Что ж, видно предстоит мне еще раз переместиться из эпохи под названием «николаевское время» куда-то еще. Жаль. Я уже начал привыкать…
– …го осторожней!.. аемся!.. – гулко раздается в ушах. Меня куда-то несет, крутит, вертит. Что-то снова обожгло левый бок. Здравствуй, темнота – друг молодежи и путешественников во времени. Куда же ты меня на сей раз выбросишь? Скоро узнаю.
Часть II
Глава 1
Все же удивительная вещь – иллюминатор. Иной раз смотришь на этот серо-зеленый круг и не можешь определить, ночь сейчас, утро, день или вечер. Зато это отлично умеет определять новый мой хороший знакомый юнга Валерка Чижов – вертлявый, один в один похожий на своего собрата с «Паллады» паренек. А вот и он. Как всегда, одет в синие брюки, просторную рубаху-«голландку» с гюйсом (голубой воротник с тремя белыми полосками), тельняшку. Пилотка чуть сдвинута набекрень, как и полагается по уставу.
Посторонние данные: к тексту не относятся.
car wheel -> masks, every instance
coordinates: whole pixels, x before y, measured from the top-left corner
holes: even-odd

Протискивается Валерка в мою каморку с неизменно важным видом, но у самого в глазах, словно у мультяшного слоненка, так и вьются миражами, ураганами, вулканами пять тысяч «где?», семь тысяч «как?», сто тысяч «почему?». Ну а кто, как не я, всей этой приставучей компании отпор способен дать? И пусть раны по-прежнему тревожат тело, несмотря на медицинские (фельдшерские) и энергетические (мои) меры, я поправляюсь, основное время проводя в размышлениях о хитросплетениях и вывертах того, что называется «судьба».
Думает ли о своей судьбе Валерка, мне неведомо, но спросить у него об этом стоит:
– Здравствуй, Валера.
– Здравия желаю. Вот завтрак принес, – передо мной на деревянную тумбочку ложится тарелка гречневой каши с тушенкой и чашка кофе.
– Режим питания нарушать нельзя… На пост не опоздаешь?
– Не-а. У меня минут двадцать свободных есть. Но вот дальше не зевай. Только знай пошевеливайся. Будешь плестись в хвосте, опаздывать – горюшка хватишь. Старшина и матросы все видят и сачков не терпят. Особенно когда с кислой физией день начинаешь. У нас такое ух как не любят.
– Понятно… Ну давайте, давайте завтракать…
Валерка пару минут смотрел на то, как с тарелки исчезает каша, а сам с нетерпением ждал, когда я хоть немного расскажу о новых приключениях Джека Воробья на просторах Карибского моря. Неугомонный пират вчера как раз на краю света побывал, а дальше по плану ждут его странные берега. О них я и начал повествование, стараясь уложиться по времени с очередным эпизодом:
– …едва Джек стянул со стола пирожное, как открылись двери, и вошли в зал солдаты, а за ними… Тебе не пора ли на пост, товарищ юнга?
– Точно! – спохватился Валерка и бросился к выходу. – Обед принесу!..
«Вот ведь неугомонная питерская душа», – я усмехнулся, проводив его взглядом, но после сам себя жестко одернул. Негоже насмехаться над теми, кто, даже бороздя знакомые воды, все равно остается в них не то чтобы чужим, но незнакомым точно. Такая уж у Валерки и его боевых товарищей доля, частью которой теперь стал и я.
* * *
На войне потери неизбежны. Даже если война эта идет на море. Однако одно дело, когда судно гибнет в бою, и несколько другое, когда оно пропадает без вести и нет о нем ни слуху ни духу.
Это скупое предисловие, а сама история чудесного спасения Михаила Лермонтова, чьим телом я ныне полноправно управляю, такова.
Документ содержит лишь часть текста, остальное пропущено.